Date was staked to a 2-0 lead in both sets but visibly wilted after Sanchez Vicario broke her in the last game of the opening set.

“It was not an easy match, but maybe I am much more the specialist than her on clay,” said Sanchez Vicario, who performed flawlessly on all six of the break chances she received. “But what counts, on the important points, I probably played my best.”

Graf’s performance was far from unflawed; she committed 67 unforced errors, more than half of them backhand slices that found the net. But Graf was pleased that, when it most counted at the end, she was obviously the fitter and more ferocious contestant.

“I haven’t been on a court for two and a half hours since last summer,” said Graf, who is 24-0 in 1995 and hadn’t dropped a set this year until Martinez won the middle set. “I was real happy to go the distance, and I fought till the end. I think I won this time because I fought.”

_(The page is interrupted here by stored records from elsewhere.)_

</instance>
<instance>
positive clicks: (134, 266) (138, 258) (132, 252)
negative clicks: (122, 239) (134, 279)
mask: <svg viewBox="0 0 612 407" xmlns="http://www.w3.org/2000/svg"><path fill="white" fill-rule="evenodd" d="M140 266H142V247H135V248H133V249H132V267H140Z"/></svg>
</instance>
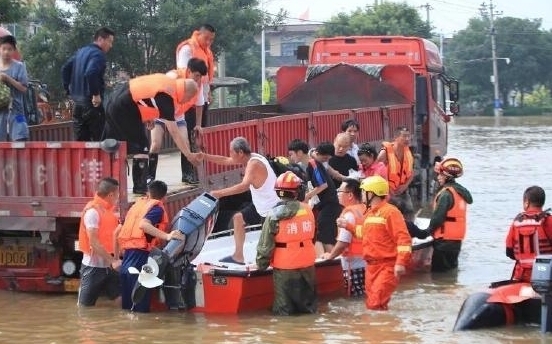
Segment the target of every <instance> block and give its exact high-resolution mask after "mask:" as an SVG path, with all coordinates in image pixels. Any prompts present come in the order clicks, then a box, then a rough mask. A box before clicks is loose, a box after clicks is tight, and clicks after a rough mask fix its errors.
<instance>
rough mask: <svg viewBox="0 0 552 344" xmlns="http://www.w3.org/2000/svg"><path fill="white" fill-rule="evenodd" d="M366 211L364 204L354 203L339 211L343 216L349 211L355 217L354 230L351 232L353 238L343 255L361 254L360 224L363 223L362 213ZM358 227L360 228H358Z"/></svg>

Martinez’s inability to persevere along the comeback trail brought her 24-match undefeated streak atop clay to a halt and also marked her first loss since hiring a new coach, Carlos Kirmayr, after her last defeat - which happened to come against Graf in March at the Delray Beach final.

xxxx French Open Winners: Defending women’s champion Arantxa Sanchez Vicario defeated No. 9 seed Kimiko Date to advance to the final, along with three-time champion Steffi Graf, who beat fourth-seeded Conchita Martinez. A look ahead: In men’s semifinal action Friday, two-time defending champion Sergi Bruguera meets 1989 champion Michael Chang, seeded sixth, and No. 5 Thomas Muster faces Russia’s Yevgeny Kafelnikov, seeded ninth.